You may well be starting to see them around as they come out of hibernation and they are often encountered in unusual locations. They feed exclusively on ants and termites and are widespread through the Adelaide Hills and Australia.
An echidna will travel long distances looking for food, and may travel through your property or yard. Many wildlife rescue calls for echidnas regard ones that have 'dug' themselves in and do not seem to want to move on. If you see an echidna and it is NOT injured please leave it alone, keep your pets away and do not attempt to contain it.

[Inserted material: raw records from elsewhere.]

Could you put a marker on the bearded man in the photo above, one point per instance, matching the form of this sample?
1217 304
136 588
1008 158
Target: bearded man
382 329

In most circumstances echidnas do not need to be removed or rescued, in fact this can be detrimental to any healthy echidna, as it risks them losing their scent trail or leaving young unattended in the burrow. Echidnas have a type of inbuilt GPS which we don’t want to interrupt and you will find that the echidna will move away as soon as it feels safe and out of danger.
If you approach an echidna it defends itself the only way it can, by digging into the ground and this happens whenever it feels insecure or in danger. It may also roll itself into a ball or cling on to any surface it can. Please NEVER use a shovel to try and lift any echidna as it most often results in broken toes and spines.
Male echidna are often around during spring following scent trails of females and you may even see multiple suitors following a single female.
Female echidna can have young (puggles) in burrows that they leave alone while they go out to forage for food and it is critical that they are able to return. Puggles will stay within their mother's den for up to a year before leaving. If female echidnas are ‘rescued’ or contained by well-meaning people while they are away from their young it can leave a young puggle to starve to death in the burrow.
Never try to relocate any echidna unless it is injured or like this guy, has found himself with a brass ring (possible old plumbing equipment) around his beak.
You can help echindnas by:
1. Removing other animals or risks
2. If safe to do so, stopping the traffic and allowing the echidna to make its own way off the road.
3. Any echidna injured by cars MUST be taken to a veterinary clinic and X-rayed. It is impossible to examine these animals properly without X-ray as you cannot feel broken bones as in other animals. Use gardening gloves to protect your hands from the spines. Call SOWFI for further advice and rescue assistance and please take note of the exact location if you need to leave.
Check the surrounding area for young as very young echidnas can easily be dislodged from the flap like pouch of the mother on impact with a vehicle.
5. If you should find a young echidna with no spines or very few, please call for assistance and ensure it is kept cool until help has arrived. Never pick up an unspined puggle with bare hands, as a puggles immune system is not able to cope with human bacteria. Use a pouch/t-shirt/clean tea towel to pick up and wrap. An ice brick in hot weather should be placed close by the puggle but not directly touching in order to keep it cool. DO NOT put the puggle directly on the ice brick. Echidnas cannot tolerate temperatures above 30 degrees.
Monotremes are thought to have evolved approximately 200 million years ago. They have all the mammalian characteristics but have no teats, lay eggs and have a single opening for urogenital and faecal access (cloaca). The two members of this group are the Platypus and Echidna.